Hâlbuki bırakın bilimselliği, Pozitivizm söz konusu olduğunda ortada bir akıldan bahsetmek bile abesle iştigal. “İşine geleni alır, işine gelmeyene kör ve sağır” tayfa elbette Auguste Comte’un nasıl bir deli olduğunu bilmez. Biz kısa bir pasaj verelim, gerisini zahmet edip kendileri okusun.

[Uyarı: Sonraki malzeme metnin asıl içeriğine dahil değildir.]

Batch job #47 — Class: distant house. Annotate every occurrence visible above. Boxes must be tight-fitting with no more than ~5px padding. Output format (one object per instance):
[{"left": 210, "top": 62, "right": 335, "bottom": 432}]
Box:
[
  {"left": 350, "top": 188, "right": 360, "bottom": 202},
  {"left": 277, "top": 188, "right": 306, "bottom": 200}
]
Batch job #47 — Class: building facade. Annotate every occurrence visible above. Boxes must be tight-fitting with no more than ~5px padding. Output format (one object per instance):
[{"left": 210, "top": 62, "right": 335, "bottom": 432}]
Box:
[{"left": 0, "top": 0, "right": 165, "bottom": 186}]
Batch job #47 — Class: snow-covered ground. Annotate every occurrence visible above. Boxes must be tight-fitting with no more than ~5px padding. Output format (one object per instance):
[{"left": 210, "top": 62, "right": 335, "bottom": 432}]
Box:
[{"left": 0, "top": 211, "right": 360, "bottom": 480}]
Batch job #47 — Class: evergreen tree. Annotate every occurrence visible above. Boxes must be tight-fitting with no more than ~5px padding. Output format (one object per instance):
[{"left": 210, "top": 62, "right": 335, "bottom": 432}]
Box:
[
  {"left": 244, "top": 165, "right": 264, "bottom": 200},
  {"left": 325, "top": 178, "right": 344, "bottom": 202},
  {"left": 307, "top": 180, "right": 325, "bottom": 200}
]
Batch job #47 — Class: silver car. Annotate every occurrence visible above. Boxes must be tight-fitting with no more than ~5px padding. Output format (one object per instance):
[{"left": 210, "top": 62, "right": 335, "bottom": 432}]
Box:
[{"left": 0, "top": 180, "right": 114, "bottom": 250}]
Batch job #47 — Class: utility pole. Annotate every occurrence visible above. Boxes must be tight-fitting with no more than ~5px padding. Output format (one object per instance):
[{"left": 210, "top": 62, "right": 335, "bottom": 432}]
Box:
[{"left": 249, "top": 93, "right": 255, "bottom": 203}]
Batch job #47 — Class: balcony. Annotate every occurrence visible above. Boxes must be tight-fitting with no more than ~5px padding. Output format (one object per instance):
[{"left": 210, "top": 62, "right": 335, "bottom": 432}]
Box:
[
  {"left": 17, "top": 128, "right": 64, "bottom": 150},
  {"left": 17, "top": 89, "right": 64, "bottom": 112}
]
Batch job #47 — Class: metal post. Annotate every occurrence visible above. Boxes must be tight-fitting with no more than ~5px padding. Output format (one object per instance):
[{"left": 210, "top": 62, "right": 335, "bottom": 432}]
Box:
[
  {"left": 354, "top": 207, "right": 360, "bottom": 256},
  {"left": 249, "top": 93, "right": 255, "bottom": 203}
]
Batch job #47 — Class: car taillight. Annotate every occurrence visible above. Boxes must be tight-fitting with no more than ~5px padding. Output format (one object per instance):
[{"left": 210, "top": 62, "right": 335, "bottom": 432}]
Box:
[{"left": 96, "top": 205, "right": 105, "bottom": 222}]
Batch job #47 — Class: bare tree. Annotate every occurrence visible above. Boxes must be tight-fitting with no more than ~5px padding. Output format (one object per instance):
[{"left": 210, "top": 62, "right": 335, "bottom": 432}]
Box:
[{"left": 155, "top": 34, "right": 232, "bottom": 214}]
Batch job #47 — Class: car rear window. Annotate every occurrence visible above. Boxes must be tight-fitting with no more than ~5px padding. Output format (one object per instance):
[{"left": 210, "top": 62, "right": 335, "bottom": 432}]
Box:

Kitabın adı “Forgotten Science: Strange Ideas from the Scrapheap of History / Unutulmuş Bilim: Tarih Hurdalığından Tuhaf Fikirler”, yazarı S. D. Tucker. 2016 yılında Amberley Yayıncılık tarafından basılmış. Comte hakkında şunlar yazılı:

“Akılcılığa öyle aşırı bir bağlılığı vardı ki, sonunda ironik bir şekilde aklını yitirdi. Sıcakkanlı genç fahişe Caroline Massin ile evlendikten sonra kendini eski bir Yunan kahramanı sanmaya, Paris’teki dairesinde genç kadına bıçaklar fırlatmaya başladı. Akıl hastanesinde geçirdiği nöbet sonrası, annesi Comte’un ilahî bir ceza olarak delirdiğine hükmetti. Çünkü Caroline ile yaptığı evlilik kilisede gerçekleşmemişti. Genç eşi, kilisede rahip huzurunda yapılacak yeni bir evliliğe razı oldu. Çileden çıkan Comte, evlilik kaydına imzasını “Auguste Comte, Brutus Bonaparte” şeklinde attıktan sonra kendini Seine nehrinin sularına fırlattı.”

“Bilim, bilim” diye sayıklarken korona günlerinde Anıtkabir’e gitme deliliğini savunanların kimin izinden gittiğini şimdi anladınız mı?